5. Simulation Results
In this section, the simulation results for the channel whose speed profile was shown in Figure 4 are presented. The simulated channel characteristics are given in Table 1. In this case, the transmitter and receiver use the QPSK modulation with a bandwidth of 5 KHz and a carrier frequency of 27 KHz. Also, the transmitter and receiver are placed at a depth of 5 m and 70 m from the surface, respectively. Figure 11 illustrates the constellation diagram of QPSK symbols and the power spectrum density of the band-pass signal with a 27 KHz carrier frequency, before the transmission through the channel. The constellation diagram of the received QPSK symbols after entering the fading channel is obtained according to Figure 12. As shown, the amount of Inter Symbol Interference is high in this figure. Also, Figure 13 illustrates the power spectrum density of the transmitted signal in the channel for each of the special paths. As expected, in the RSRBR path (Figure 13(d)), the largest attenuation takes place, and the signal in this path experiences 23dB loss. Figure 14 shows the ensemble of channel response, for the fifth path and the remaining paths after it the signal is strongly attenuated, as can be seen from comparing Figure 14(a) and 14(b).
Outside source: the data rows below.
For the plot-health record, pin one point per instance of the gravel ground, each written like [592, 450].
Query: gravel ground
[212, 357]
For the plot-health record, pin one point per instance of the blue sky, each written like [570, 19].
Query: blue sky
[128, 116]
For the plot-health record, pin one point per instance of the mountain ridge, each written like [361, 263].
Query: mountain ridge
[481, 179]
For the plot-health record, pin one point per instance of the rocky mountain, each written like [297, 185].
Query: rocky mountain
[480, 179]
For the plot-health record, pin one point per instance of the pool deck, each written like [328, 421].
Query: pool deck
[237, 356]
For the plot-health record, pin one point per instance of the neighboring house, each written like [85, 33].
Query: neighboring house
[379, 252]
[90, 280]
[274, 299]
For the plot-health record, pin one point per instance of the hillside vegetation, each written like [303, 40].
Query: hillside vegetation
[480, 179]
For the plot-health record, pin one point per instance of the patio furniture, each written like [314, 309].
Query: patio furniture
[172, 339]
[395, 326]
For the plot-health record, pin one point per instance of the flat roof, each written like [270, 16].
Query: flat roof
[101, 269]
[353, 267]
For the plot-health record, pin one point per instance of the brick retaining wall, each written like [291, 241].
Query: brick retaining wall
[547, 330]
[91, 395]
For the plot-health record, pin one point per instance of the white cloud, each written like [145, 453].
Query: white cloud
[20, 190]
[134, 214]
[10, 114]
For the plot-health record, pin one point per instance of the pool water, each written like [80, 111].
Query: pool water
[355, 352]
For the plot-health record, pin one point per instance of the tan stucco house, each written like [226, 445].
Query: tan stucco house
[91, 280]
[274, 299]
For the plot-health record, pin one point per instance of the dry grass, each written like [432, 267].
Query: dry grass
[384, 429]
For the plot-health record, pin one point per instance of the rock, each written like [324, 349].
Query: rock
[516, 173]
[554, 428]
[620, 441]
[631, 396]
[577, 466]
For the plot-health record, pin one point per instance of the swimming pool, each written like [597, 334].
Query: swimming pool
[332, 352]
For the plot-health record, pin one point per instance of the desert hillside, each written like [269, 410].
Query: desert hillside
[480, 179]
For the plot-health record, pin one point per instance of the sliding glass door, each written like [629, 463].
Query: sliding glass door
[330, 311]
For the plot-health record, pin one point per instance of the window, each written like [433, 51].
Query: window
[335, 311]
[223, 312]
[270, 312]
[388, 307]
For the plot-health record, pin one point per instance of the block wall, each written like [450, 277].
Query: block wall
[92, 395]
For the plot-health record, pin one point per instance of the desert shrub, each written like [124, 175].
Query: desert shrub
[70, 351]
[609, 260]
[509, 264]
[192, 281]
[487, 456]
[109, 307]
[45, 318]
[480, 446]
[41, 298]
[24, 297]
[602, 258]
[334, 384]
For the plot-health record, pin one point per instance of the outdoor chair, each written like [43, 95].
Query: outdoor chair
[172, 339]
Figure 15 shows the delay spread of each ray in 2 dimensional views. For the 8th path, it is about 0.07 sec in comparison with the first (direct path).
In the following, two cases of multi-path propagation have been considered. One is at a mud bottom type (coarse silt) and lower wind speed (10 Knots) and the other is a bit higher wind speed (15 Knots) and very fine sand bottom type.
Figure 16 shows the bit error rate of the detected signals in different signal to noise ratio (SNR). From this fig it can observed that when there is higher wind speeds and rough bottom types, the strengths of all rays constituting multi-path propagation is getting minimized. This is due to much reflection at lower wind speeds as well as much absorption loss of softer bottom types.